Kaelen smiled and shook their hands. "Pleasure. Morty's told me a lot about your... exploits."
What followed was, for Kaelen, a fascinating cultural experience. He played a fighting game, where his mind instantly calculated the opponent's attack patterns, allowing him to win with a series of perfect combos that left Morty's friends wide-eyed.
"Dude, your uncle's a machine!" one of them exclaimed.
If only you knew how literal that is, Kaelen thought.
Next, he played a racing game. His understanding of physics allowed him to take turns with impossible precision. He broke the machine's record on his first attempt.
But his favorite moment was at air hockey. He played against Brad, the jock of the group. Instead of merely reacting, Kaelen's cybernetic eye (hidden under the hologram) calculated the puck's trajectory, the bounce angles, and Brad's reaction speed. Kaelen didn't move much. He simply placed his mallet at the exact spot where he knew the puck would be, returning it with perfectly calculated force again and again. He won 7-0 without breaking a sweat.
"How... how do you do that?" Brad gasped, utterly baffled.
"It's all in the wrist," Kaelen replied with a wink.

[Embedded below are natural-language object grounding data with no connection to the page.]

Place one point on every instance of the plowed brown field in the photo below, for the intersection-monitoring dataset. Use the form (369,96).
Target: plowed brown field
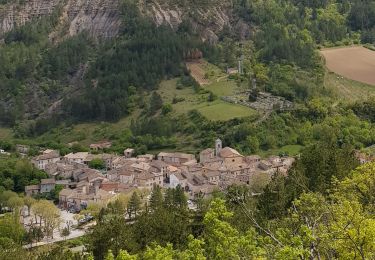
(356,63)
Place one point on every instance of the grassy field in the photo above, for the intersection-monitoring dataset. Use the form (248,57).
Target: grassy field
(354,62)
(5,133)
(291,150)
(348,90)
(216,110)
(223,111)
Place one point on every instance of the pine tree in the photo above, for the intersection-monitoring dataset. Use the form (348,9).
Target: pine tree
(156,200)
(179,198)
(134,205)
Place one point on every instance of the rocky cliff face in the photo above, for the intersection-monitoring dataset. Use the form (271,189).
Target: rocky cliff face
(101,18)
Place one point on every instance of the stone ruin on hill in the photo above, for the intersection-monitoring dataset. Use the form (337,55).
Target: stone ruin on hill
(264,101)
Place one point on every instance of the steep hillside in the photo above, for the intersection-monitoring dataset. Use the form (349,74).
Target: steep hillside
(101,18)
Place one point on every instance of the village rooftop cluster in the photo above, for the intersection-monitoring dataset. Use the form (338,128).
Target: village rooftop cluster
(216,169)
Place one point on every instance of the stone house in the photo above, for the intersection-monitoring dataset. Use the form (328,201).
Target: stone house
(100,146)
(207,155)
(46,185)
(128,153)
(212,177)
(175,158)
(265,165)
(44,159)
(80,157)
(231,156)
(32,190)
(176,179)
(24,149)
(148,180)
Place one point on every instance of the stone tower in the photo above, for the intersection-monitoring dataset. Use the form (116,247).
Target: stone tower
(218,146)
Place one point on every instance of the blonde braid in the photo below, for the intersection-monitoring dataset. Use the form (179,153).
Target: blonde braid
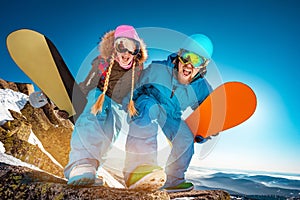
(99,103)
(131,108)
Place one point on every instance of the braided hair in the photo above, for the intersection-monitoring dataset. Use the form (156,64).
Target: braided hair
(99,103)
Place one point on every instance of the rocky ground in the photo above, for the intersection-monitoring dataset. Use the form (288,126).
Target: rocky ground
(47,181)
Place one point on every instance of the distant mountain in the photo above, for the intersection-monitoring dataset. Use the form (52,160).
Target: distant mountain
(34,148)
(246,183)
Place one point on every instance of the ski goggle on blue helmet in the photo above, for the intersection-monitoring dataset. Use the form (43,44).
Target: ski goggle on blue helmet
(189,57)
(123,45)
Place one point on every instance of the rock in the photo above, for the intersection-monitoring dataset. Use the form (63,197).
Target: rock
(202,194)
(24,183)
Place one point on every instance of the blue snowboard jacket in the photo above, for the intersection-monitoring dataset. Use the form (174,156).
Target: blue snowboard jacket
(159,82)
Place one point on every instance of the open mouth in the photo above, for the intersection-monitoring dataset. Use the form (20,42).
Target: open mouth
(186,72)
(125,58)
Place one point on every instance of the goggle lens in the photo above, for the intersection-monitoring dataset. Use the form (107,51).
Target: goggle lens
(123,45)
(188,57)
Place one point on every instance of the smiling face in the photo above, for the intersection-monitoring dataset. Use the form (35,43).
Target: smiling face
(124,59)
(186,73)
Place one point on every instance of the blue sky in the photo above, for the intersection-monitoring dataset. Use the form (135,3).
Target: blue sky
(255,42)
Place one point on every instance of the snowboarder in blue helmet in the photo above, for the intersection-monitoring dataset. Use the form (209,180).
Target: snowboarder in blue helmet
(165,89)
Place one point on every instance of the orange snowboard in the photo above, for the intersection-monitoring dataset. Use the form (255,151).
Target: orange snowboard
(227,106)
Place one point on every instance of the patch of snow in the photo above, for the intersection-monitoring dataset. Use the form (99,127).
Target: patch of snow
(35,141)
(12,100)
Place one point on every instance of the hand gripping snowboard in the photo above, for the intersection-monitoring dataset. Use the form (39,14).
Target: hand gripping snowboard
(227,106)
(39,59)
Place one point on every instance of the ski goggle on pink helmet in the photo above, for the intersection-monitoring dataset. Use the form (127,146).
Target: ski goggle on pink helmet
(189,57)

By the end of the day, they sat at a table with sodas and greasy pizza. Kaelen was relaxed, laughing, telling highly edited stories of his "travels." For the first time, he wasn't an engineer, or a weapon, or a fugitive. He was just "Morty's cool uncle." He watched Morty laugh, free from the anxiety that always surrounded him when he was with Rick. And Kaelen felt a pang of something he hadn't felt in a long time: a simple, normal family connection.
When they returned home that night, Morty turned to him before going inside.
"Hey, uh... thanks for coming," he said, genuinely. "My friends think you're cool."
"Your friends are right," Kaelen joked. "And you're not so bad at 'Street Fighter,' for a bundle of nerves."
Morty smiled, a real smile. In that moment, the gap between the scared Jedi and the interdimensional genius closed a little. They became, for an instant, nephew and uncle.
Kaelen walked into the house and found Padmé waiting for him.
"How was your cultural adventure?" she asked.
He hugged her, the smell of cheap pizza still on his clothes. "I discovered I'm surprisingly good at video games. And that having a family, even one as broken as this, isn't so bad."
He looked down at his arm, knowing that beneath the holographic disguise lay a weapon. The war was still out there. The threats were still real. But for one day, he had been able to forget. For one day, he had simply been Kaelen Ror, someone's uncle. And he realized that was a future worth fighting for too.